The advent of an effective vaccine could mean a return to normalcy by next winter, argues Professor Uğur Şahin, Professor of Oncology at the University of Mainz and Chief Executive and Co-Founder of BioNTech, the biotech firm that is partnered with Pfizer in the development of a COVID-19 vaccine candidate which recently demonstrated an efficacy of over 90% in Phase 3 clinical trials.

The pair of companies is now taking steps to roll out the candidate to countries around the world before the end of the year, should they be successful in securing international regulatory approval. But the real impact of a vaccine isn’t likely to be felt until sometime next year.

Şahin told to BBC: “We will not have a big impact on the infection numbers with our vaccine this winter. If everything continues to go well, we will start to deliver the vaccine at the end of this year, beginning of next year.

“Our goal is to deliver more than 300 million vaccine doses until April next year, which could allow us to only start to make an impact,” he added.

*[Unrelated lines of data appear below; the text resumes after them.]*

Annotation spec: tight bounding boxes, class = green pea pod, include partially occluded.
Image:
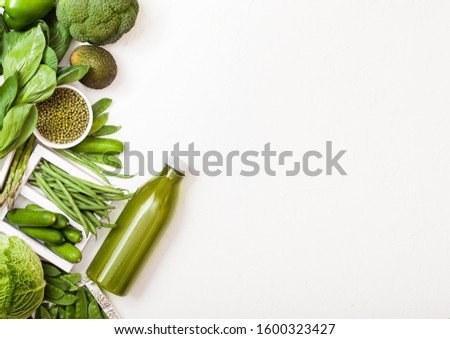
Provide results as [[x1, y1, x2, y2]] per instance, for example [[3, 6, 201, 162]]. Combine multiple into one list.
[[75, 289, 88, 319], [45, 284, 65, 299], [58, 306, 66, 319], [66, 305, 75, 319], [48, 306, 59, 319], [92, 125, 122, 137], [3, 0, 55, 31], [88, 300, 103, 319], [72, 137, 124, 154]]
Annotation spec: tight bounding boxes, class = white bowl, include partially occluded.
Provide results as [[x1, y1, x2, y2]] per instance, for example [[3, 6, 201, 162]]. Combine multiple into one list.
[[34, 85, 94, 149]]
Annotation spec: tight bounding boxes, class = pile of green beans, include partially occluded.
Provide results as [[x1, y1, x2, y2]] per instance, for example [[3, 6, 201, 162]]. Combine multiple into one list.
[[34, 263, 108, 319], [29, 160, 134, 235]]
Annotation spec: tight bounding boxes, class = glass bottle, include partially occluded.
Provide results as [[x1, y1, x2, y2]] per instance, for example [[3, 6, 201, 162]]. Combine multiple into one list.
[[87, 165, 183, 296]]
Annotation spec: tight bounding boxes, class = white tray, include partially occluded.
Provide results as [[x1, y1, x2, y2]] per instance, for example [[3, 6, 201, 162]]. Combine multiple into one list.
[[0, 144, 104, 272], [0, 151, 16, 190]]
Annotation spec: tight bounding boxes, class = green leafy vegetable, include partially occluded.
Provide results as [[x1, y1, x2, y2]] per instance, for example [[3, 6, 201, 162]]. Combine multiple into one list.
[[45, 11, 72, 62], [57, 66, 89, 86], [0, 234, 45, 319], [15, 65, 56, 105], [92, 98, 112, 117], [0, 73, 19, 129], [0, 104, 38, 158], [3, 25, 46, 87], [0, 14, 8, 75]]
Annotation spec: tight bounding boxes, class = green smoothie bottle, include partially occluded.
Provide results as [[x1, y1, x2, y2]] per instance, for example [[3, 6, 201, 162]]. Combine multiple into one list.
[[87, 165, 183, 296]]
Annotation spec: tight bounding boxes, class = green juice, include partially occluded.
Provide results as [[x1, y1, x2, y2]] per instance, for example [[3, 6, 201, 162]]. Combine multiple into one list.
[[87, 165, 183, 296]]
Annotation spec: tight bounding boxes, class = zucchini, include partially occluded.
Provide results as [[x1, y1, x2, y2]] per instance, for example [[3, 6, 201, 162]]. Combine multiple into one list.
[[19, 227, 64, 245]]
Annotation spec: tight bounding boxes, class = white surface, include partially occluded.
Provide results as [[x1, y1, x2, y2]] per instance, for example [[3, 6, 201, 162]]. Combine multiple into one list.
[[72, 0, 450, 318]]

“The bigger impact will happen until summer. Summer will help us anyway, because the infection rate will go down in summer, and what is absolutely essential is that we get a high vaccination rate until, or before, autumn/winter next year.

“So that means all the immunisation vaccination approaches must be accomplished before next autumn,” he continued. “And I’m confident that this will happen because there are a number of vaccine companies helping us to increase the supply, and so we could have a normal winter next year.”